No doubt the current wave of gentrification that is sanitizing and overpricing every corner of Gotham has touched this part of Brooklyn as well. After all, it’s ocean-view property with easy access to the subway system.
Coney Island is alive and well and my wife and I took our two toddlers to the Island recently. We did not plan farther than over breakfast that morning and we didn’t have a lot of time.
We are lucky enough to have a pickup truck and a membership to the World Wildlife Fund, which is a fancy way to say the New York City zoos, and that includes the New York Aquarium on Coney Island. So we were able to drive there and get free parking at the aquarium. We realize most New Yorkers do not have these advantages, but the D, F, N and Q trains all run there as well as several bus lines (both regular and express).
The New York Aquarium is under construction in many places and is a relatively small aquarium to begin with, so if we had paid $12 to get in we would have been pissed off. But with the smaller crowds and the time limits that traveling with small children impose, the aquarium was perfect. There were lots of interesting fish and even sharks to see. Our girls got to touch a real live horseshoe crab and they marveled at the various colorful marine life.
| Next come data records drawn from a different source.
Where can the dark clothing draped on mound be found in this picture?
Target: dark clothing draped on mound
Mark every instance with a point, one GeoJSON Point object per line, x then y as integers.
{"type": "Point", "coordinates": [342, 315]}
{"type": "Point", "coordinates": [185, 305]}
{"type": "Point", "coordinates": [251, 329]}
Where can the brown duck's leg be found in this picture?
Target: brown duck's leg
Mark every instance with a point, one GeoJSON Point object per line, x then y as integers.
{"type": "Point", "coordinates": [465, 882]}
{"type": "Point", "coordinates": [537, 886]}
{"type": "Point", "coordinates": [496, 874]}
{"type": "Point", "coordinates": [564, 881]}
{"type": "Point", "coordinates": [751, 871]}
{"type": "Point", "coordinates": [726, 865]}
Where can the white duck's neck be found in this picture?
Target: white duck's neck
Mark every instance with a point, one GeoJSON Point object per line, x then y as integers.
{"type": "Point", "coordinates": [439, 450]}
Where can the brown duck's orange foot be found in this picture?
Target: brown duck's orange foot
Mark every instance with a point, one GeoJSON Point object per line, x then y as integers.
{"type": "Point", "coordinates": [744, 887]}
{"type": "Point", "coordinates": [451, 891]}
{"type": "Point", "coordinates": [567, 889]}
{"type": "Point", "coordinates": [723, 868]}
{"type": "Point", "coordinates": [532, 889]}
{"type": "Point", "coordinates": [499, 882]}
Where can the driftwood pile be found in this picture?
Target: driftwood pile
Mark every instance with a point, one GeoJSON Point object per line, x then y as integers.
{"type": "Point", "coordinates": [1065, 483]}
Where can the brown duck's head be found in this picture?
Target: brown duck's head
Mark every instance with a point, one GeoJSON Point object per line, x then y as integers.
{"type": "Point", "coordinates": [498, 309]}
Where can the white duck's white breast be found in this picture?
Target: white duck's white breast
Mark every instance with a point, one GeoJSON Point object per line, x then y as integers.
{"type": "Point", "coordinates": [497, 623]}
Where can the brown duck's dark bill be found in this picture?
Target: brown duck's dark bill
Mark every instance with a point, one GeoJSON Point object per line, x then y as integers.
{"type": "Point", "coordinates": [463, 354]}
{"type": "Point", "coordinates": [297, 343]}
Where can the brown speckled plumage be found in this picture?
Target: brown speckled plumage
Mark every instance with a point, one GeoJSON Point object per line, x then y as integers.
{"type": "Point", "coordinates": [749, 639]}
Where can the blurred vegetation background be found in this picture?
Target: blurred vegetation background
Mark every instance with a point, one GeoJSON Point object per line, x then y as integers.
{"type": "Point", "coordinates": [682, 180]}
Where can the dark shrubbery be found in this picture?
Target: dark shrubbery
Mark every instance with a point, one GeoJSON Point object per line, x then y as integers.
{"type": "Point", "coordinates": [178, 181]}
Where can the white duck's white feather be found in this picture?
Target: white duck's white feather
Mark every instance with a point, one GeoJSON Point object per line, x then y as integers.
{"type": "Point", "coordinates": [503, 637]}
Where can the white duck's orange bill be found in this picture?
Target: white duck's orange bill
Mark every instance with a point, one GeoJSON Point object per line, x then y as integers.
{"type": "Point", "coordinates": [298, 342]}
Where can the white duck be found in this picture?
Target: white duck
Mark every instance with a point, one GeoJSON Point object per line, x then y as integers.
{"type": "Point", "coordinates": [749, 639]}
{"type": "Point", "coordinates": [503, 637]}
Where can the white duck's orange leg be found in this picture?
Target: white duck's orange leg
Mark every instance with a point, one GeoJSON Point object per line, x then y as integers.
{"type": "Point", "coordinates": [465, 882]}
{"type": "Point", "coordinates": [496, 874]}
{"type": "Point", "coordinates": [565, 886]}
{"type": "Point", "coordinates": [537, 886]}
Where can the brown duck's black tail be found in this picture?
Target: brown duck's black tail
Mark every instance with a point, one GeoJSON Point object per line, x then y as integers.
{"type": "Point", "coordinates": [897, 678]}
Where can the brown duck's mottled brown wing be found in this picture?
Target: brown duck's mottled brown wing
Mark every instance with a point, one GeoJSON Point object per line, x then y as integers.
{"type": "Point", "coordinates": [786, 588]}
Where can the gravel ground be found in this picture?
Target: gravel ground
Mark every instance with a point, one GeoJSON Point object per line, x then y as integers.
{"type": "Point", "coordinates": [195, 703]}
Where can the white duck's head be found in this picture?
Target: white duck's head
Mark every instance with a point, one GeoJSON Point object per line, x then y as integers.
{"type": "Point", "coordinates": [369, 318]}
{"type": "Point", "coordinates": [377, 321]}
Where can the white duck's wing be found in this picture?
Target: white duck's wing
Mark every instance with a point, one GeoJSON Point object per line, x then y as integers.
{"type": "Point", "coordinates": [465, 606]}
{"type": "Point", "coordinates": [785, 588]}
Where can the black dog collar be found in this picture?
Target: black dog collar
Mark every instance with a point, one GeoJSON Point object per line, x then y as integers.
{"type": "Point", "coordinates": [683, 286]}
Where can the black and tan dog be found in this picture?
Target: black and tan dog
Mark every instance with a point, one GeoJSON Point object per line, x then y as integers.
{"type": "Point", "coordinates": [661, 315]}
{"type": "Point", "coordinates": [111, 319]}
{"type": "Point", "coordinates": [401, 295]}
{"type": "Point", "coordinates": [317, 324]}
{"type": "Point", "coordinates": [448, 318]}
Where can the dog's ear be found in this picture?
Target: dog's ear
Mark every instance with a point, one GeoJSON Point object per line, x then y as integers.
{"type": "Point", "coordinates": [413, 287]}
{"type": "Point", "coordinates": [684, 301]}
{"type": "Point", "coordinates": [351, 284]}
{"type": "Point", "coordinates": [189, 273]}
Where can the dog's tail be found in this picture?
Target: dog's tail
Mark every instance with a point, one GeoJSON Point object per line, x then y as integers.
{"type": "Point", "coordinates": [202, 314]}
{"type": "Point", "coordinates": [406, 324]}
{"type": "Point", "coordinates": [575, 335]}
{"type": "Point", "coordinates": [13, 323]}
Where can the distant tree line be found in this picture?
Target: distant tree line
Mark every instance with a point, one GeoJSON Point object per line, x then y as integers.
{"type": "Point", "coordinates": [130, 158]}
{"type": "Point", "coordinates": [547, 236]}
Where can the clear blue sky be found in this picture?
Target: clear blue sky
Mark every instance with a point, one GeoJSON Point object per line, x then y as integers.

After the aquarium we made our way to the famous Coney Island boardwalk which was humming with late beachgoers. There was the odd smattering of elderly locals camped on benches, hipsters with their heavy beards, people with large dogs dressed extravagantly, and families like us pushing kids in strollers. The amusement parks that line the beach were still operating, and if we had wanted we could have ridden The Cyclone or even the reimagined and less elegant Steeplechase ride. For many years, the old steeplechase ride remained an overgrown, rotting relic that intrigued visitors.
While the Nathan’s annex that is on the boardwalk was packed, the actual original Nathan’s on Surf Avenue was nowhere near as crowded as it typically gets in the summer months. It took a while to get our food and it was horribly expensive, but it was very satisfying to make sure our daughters had their first taste of a Nathan’s hot dog at the original Nathan’s on Coney Island. Maybe one of them will grow up to be crowned the victor of the Nathan’s hot dog eating contest (or excel in other pursuits).
We took in the views of the ocean and the crowds on the boardwalk after lunch. We were very happy to see that Ruby’s and the Freak Bar are still open for business. Just as Nathan’s and The Cyclone define Coney Island, so do these institutions. In fact, you will find more of the true character of Coney Island from a barstool of Rudy’s or the bleachers of the Coney Island Sideshow than you will from the coaster rides or hot dogs being proffered.
So toast longevity at these establishments and take advantage of this post-Labor Day off season and go to Coney Island.